LGMLFeb 19, 2021

Learning to Stop with Surprisingly Few Samples

arXiv:2102.10025v2
AI Analysis

This addresses the problem of optimal stopping under uncertainty for decision-makers, offering an incremental improvement by reducing exploration requirements compared to common wisdom.

The paper tackles the discounted infinite horizon optimal stopping problem when the underlying distribution is unknown, showing that an explore-then-exploit approach with proper tuning achieves performance comparable to the full information dynamic programming solution, requiring only a logarithmic exploration horizon in the horizon length or even a single sample for heavy-tailed distributions.
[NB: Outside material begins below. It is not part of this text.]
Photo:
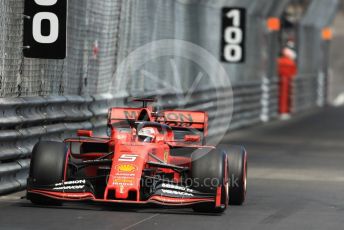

We consider a discounted infinite horizon optimal stopping problem. If the underlying distribution is known a priori, the solution of this problem is obtained via dynamic programming (DP) and is given by a well known threshold rule. When information on this distribution is lacking, a natural (though naive) approach is "explore-then-exploit," whereby the unknown distribution or its parameters are estimated over an initial exploration phase, and this estimate is then used in the DP to determine actions over the residual exploitation phase. We show: (i) with proper tuning, this approach leads to performance comparable to the full information DP solution; and (ii) despite common wisdom on the sensitivity of such "plug in" approaches in DP due to propagation of estimation errors, a surprisingly "short" (logarithmic in the horizon) exploration horizon suffices to obtain said performance. In cases where the underlying distribution is heavy-tailed, these observations are even more pronounced: a ${\it single \, sample}$ exploration phase suffices.